Nginx and weird 416 responses
We have been experiencing lots of 416 responses on our nginx based video servers recently. Well… not that recently in fact. We were seeing those since we saw our first access log, but it’s like one client getting tens of those every second for a few seconds so we thought it may be a problematic flashplayer or something like that. Deeper inspection proved otherwise. But first, WTF is 416?
416 is a client-error type HTTP response code which is defined as “Requested Range Not Satisfiable”. It means the client requested some (byte) range over a resource but the range for that resource is not applicable. Simple example would be like the file is 1MBs but the client requested the portion between 2MBs and 3MBs of it. Server cannot reach the 2nd MB of a 1MB file so it will respond with 416. All the details about this are told in rfc2616 section 14.35.
On our case, it didn’t actually make much sense since most of our video is played on flash-based players and as far as we know, flashplayer is unable dispatch a HTTP request with Range header (i don’t know much about flash so i am not actually sure about this). But it happens and generates a lot of traffic waste, and probably some unhappy clients.
So, after some clever but dirty tcpdumping we see those requests were not like the simple example i just mentioned but actually invalid Range headers. Out of that dirty tcpdump output we saw things like:
Range: bytes=7259-7258 Range: bytes=10513-10512 Range: bytes=0--1
There is a pattern here: some client, some browser, some code with an off-by-one error causes last-byte-position to be one less than the first-byte-position which generates a syntactically invalid Range header as rfc puts it. This is the client’s problem. But the next sentence in the rfc says the recipient (nginx) MUST ignore such headers. And AFAICT if you ignore a header you should process the request as if that header was never there and you should respond 200 with all the content. It seems nginx has a bug there.
Our first course of action in these kind of situations is google the hell out of the problem, since we generally believe we are not alone. But this time we found nothing. Next, we tried apache and lighttpd with the same request and they responded 200 as rfc suggested.

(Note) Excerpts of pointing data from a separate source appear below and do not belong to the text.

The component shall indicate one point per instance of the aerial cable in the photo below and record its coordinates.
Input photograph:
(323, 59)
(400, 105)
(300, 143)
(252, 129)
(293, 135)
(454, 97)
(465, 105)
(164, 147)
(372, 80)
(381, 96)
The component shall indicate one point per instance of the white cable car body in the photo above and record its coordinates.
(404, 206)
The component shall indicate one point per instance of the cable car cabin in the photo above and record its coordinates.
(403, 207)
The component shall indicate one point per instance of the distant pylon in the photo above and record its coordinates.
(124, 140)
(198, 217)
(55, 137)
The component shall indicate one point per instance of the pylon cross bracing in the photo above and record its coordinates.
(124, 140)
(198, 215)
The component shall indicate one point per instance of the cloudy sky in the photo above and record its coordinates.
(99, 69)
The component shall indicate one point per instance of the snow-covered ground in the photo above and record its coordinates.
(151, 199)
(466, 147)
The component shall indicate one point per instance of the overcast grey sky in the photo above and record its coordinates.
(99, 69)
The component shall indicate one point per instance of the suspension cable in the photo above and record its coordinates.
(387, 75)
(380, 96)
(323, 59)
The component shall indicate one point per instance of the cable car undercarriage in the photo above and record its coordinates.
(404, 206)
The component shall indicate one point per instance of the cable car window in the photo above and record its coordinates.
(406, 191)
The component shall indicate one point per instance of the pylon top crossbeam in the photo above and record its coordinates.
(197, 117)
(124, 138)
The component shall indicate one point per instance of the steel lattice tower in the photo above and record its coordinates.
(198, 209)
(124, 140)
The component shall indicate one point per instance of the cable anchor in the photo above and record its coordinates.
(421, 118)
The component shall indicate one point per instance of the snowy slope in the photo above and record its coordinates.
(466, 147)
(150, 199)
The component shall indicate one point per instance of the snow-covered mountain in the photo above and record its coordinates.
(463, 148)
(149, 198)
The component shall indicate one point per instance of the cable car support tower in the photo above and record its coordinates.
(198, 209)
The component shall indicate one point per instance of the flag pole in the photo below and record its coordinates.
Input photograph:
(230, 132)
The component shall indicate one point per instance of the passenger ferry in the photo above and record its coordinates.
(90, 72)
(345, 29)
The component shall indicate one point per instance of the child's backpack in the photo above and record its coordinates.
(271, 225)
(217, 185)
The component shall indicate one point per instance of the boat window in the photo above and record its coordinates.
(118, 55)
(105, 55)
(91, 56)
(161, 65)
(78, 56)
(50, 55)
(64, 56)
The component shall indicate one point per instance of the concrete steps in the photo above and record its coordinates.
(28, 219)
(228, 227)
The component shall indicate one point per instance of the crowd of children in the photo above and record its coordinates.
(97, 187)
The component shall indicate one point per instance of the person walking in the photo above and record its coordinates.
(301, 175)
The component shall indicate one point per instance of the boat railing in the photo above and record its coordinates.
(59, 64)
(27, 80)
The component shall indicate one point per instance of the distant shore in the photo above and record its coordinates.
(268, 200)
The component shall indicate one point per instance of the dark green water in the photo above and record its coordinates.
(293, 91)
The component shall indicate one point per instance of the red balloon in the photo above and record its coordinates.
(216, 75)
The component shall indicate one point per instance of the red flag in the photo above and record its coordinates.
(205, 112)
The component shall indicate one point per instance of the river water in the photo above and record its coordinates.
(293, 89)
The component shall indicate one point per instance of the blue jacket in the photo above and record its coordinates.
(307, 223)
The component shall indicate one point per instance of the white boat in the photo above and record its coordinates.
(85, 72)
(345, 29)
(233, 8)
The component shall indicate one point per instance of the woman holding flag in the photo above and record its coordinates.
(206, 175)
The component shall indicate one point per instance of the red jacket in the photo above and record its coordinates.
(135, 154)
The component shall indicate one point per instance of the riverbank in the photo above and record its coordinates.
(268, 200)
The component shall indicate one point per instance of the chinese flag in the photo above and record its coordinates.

So we replaced our nginxes with apache… just kidding.
We thought it’d be possible to workaround this by using some lua in our config so here is what we came up with:
header_filter_by_lua ' if ngx.var.http_range then local brange = string.sub(ngx.var.http_range, 7) local start = tonumber(brange:sub(1, brange:find("-")-1)) local stop = tonumber(brange:sub(brange:find("-")+1)) if stop and start and stop < start then ngx.req.set_header("Range", nil) end end ';
Without any prior knowledge of lua and searching for every basic operation this is as good as it gets. We strip bytes= part first, then cast the parts before and after the first dash into numbers. If those numbers are syntactically invalid, remove the header. Sometimes all that string manipulation and casting will fail and start or stop vars will be nil. If that happens, do not touch anything and let the nginx core do its work.
At the time of writing this post, we haven’t moved this piece into production yet but some local tests showed it’s OK. Just paste it into the server section of your nginx conf and you should be good to go.